In an elaborate model for election frauds, multimodality is an important indicator that one candidate is gaining fraudulent votes. We would have to know how many voters registered in each ward to be able to estimate that model.

DipT is the p-value from a test that there is no multimodality, a test we can do without having the data needed for the fancier model.

Vote percentages in the small Opscan wards are significantly multimodal.

In contrast to the array of anomalies in the small wards with Opscan technology, none of the statistics in small wards without Opscan technology have values to worry about.

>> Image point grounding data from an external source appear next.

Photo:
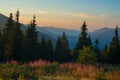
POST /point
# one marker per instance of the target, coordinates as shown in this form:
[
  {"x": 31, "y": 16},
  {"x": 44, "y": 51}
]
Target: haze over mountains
[{"x": 104, "y": 35}]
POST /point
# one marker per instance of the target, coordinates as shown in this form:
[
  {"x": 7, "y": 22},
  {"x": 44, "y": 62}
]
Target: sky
[{"x": 69, "y": 14}]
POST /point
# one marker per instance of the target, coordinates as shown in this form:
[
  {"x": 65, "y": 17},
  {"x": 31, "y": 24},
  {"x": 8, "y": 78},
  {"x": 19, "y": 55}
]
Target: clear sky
[{"x": 68, "y": 14}]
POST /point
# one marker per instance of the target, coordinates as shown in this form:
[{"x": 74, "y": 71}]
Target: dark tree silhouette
[
  {"x": 31, "y": 42},
  {"x": 114, "y": 51}
]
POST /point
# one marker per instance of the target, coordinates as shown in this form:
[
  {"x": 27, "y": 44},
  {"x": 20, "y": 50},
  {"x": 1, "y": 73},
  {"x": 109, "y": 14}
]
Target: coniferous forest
[{"x": 23, "y": 48}]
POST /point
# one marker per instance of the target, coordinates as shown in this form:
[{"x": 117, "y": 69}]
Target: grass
[{"x": 43, "y": 70}]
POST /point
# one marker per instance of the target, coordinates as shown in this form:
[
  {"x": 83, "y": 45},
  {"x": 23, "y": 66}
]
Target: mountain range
[{"x": 104, "y": 35}]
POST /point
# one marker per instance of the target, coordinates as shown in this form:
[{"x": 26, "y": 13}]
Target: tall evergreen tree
[
  {"x": 50, "y": 50},
  {"x": 89, "y": 42},
  {"x": 96, "y": 49},
  {"x": 83, "y": 40},
  {"x": 43, "y": 49},
  {"x": 104, "y": 54},
  {"x": 1, "y": 47},
  {"x": 58, "y": 50},
  {"x": 114, "y": 51},
  {"x": 8, "y": 39},
  {"x": 18, "y": 37},
  {"x": 31, "y": 42},
  {"x": 65, "y": 46}
]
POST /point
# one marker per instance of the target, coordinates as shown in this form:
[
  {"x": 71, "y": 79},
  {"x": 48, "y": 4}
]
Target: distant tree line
[{"x": 25, "y": 46}]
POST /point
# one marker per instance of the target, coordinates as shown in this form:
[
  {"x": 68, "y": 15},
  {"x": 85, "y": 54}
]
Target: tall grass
[{"x": 44, "y": 70}]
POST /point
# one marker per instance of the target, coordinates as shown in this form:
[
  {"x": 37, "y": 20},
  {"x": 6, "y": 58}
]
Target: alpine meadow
[{"x": 60, "y": 40}]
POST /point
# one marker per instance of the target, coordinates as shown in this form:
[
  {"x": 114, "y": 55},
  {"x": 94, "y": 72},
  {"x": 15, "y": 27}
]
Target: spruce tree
[
  {"x": 8, "y": 39},
  {"x": 1, "y": 47},
  {"x": 114, "y": 51},
  {"x": 96, "y": 49},
  {"x": 18, "y": 37},
  {"x": 31, "y": 42},
  {"x": 65, "y": 48},
  {"x": 58, "y": 50},
  {"x": 104, "y": 54},
  {"x": 50, "y": 50},
  {"x": 43, "y": 49},
  {"x": 83, "y": 40}
]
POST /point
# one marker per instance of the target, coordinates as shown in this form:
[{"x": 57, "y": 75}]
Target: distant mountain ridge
[{"x": 104, "y": 35}]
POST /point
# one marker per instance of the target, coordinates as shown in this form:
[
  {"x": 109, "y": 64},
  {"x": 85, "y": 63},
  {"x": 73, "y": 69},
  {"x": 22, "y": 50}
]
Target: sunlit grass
[{"x": 44, "y": 70}]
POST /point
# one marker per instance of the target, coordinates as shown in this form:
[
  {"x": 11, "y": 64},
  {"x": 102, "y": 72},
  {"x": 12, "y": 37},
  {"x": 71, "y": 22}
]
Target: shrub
[{"x": 87, "y": 56}]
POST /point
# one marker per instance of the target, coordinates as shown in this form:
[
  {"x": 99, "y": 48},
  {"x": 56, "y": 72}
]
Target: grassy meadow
[{"x": 43, "y": 70}]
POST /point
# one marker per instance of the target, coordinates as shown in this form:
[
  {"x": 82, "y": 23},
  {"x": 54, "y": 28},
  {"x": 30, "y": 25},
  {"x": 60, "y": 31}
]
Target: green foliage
[
  {"x": 44, "y": 54},
  {"x": 50, "y": 50},
  {"x": 62, "y": 51},
  {"x": 87, "y": 56},
  {"x": 50, "y": 69},
  {"x": 31, "y": 43},
  {"x": 96, "y": 49},
  {"x": 114, "y": 51},
  {"x": 83, "y": 40}
]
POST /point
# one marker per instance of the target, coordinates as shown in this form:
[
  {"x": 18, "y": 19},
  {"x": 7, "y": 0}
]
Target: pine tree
[
  {"x": 31, "y": 42},
  {"x": 96, "y": 49},
  {"x": 58, "y": 50},
  {"x": 8, "y": 39},
  {"x": 1, "y": 47},
  {"x": 50, "y": 50},
  {"x": 83, "y": 40},
  {"x": 89, "y": 42},
  {"x": 114, "y": 51},
  {"x": 65, "y": 47},
  {"x": 104, "y": 54},
  {"x": 43, "y": 49},
  {"x": 18, "y": 37}
]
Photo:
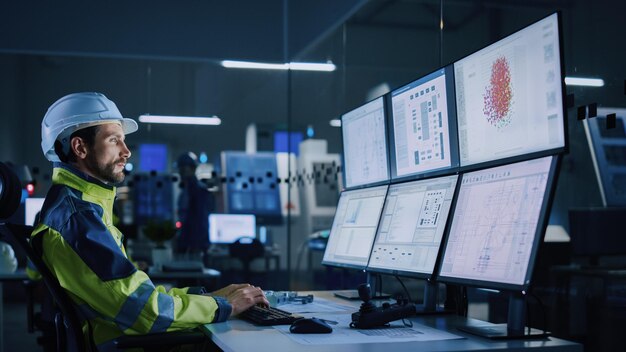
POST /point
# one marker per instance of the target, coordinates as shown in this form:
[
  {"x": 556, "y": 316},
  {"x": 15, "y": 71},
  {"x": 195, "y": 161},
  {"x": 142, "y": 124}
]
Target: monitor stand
[
  {"x": 515, "y": 328},
  {"x": 430, "y": 300}
]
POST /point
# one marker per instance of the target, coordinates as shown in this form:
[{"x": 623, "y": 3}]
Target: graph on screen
[
  {"x": 354, "y": 227},
  {"x": 509, "y": 96},
  {"x": 365, "y": 144},
  {"x": 420, "y": 125},
  {"x": 495, "y": 222},
  {"x": 412, "y": 226}
]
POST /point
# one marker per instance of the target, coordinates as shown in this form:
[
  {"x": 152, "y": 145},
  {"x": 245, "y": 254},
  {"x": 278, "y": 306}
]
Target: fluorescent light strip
[
  {"x": 584, "y": 82},
  {"x": 181, "y": 120},
  {"x": 296, "y": 66}
]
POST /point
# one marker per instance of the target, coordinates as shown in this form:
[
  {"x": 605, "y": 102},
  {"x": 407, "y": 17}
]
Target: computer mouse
[{"x": 310, "y": 326}]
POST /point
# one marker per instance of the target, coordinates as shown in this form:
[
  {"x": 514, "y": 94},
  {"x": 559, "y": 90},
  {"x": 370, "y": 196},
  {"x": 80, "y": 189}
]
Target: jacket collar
[{"x": 68, "y": 175}]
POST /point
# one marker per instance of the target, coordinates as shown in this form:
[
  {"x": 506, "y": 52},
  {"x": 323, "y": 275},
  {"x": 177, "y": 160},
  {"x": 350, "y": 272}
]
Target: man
[
  {"x": 84, "y": 135},
  {"x": 194, "y": 204}
]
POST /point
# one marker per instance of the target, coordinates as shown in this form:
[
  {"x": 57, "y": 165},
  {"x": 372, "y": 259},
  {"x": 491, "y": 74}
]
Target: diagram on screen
[
  {"x": 366, "y": 153},
  {"x": 499, "y": 221},
  {"x": 498, "y": 96},
  {"x": 431, "y": 207}
]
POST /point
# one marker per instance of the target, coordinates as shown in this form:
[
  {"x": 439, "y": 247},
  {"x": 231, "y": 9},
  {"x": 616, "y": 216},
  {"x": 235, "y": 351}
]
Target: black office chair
[{"x": 69, "y": 332}]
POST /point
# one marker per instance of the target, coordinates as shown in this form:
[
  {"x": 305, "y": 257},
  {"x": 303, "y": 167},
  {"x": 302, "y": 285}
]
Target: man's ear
[{"x": 78, "y": 147}]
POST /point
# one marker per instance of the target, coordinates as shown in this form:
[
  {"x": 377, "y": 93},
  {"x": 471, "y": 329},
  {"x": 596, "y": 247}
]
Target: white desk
[
  {"x": 238, "y": 335},
  {"x": 19, "y": 275}
]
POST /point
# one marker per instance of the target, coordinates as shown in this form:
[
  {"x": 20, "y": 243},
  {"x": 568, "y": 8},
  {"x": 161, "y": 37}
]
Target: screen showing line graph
[
  {"x": 365, "y": 144},
  {"x": 412, "y": 226},
  {"x": 509, "y": 96},
  {"x": 354, "y": 227},
  {"x": 423, "y": 137},
  {"x": 495, "y": 228}
]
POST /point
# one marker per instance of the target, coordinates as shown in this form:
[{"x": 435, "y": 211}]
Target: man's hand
[
  {"x": 242, "y": 296},
  {"x": 224, "y": 292}
]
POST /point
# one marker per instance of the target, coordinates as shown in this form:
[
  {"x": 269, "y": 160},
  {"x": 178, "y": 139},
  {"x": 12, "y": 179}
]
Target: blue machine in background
[{"x": 251, "y": 186}]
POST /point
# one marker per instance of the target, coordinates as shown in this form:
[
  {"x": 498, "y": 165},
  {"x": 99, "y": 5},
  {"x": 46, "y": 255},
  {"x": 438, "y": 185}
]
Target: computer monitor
[
  {"x": 498, "y": 223},
  {"x": 32, "y": 206},
  {"x": 423, "y": 136},
  {"x": 354, "y": 227},
  {"x": 509, "y": 97},
  {"x": 228, "y": 228},
  {"x": 608, "y": 152},
  {"x": 412, "y": 227},
  {"x": 364, "y": 134}
]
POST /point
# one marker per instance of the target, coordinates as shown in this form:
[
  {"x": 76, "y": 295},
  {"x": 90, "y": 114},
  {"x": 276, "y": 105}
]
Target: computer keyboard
[{"x": 268, "y": 316}]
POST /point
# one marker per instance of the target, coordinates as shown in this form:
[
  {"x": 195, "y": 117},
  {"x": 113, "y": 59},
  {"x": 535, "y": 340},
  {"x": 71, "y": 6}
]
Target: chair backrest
[{"x": 9, "y": 187}]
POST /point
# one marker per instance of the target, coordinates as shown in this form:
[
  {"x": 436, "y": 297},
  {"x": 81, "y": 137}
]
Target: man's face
[{"x": 107, "y": 156}]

None of the statistics in “big” wards have values to worry about, although additional analysis shows that the big wards set is diverse: Some Opscan machines, particularly the Dominion (Sequoia)/Command Central- Sequoia Insight (in 209 big wards) and the Dominion ImageCast Evolution (in 272 big wards), exhibit anomalies.

Why do small wards with Opscan technology (and several other kinds of wards) have anomalies, and do the anomalies mean the reported vote counts do not accurately reflect the intentions of the electors? Given all the information we have, it is hard to say.

A rigorous post-election audit, like some are trying to have happen in several states, is not subject to the limitations that prevent a full regression-style analysis nor to the interpretive uncertainty involved in using statistics like those from the Toolkit.

A crucial feature of an audit is that paper ballots are inspected directly by humans and not merely tabulated again by a machine, which can happen in a recount under some state recount procedures. An audit can tell us at least whether the votes marked on paper have been correctly tabulated by the machines.

A rigorous audit or a full recount that has humans manually checking the paper ballots can provide convincing evidence about who won the election. In the current environment, the reassurance such an audit may provide would contribute to the incoming government’s legitimacy.

Walter R. Mebane Jr. is a research associate at the Center for Political Studies, professor of political science and professor of statistics at the University of Michigan.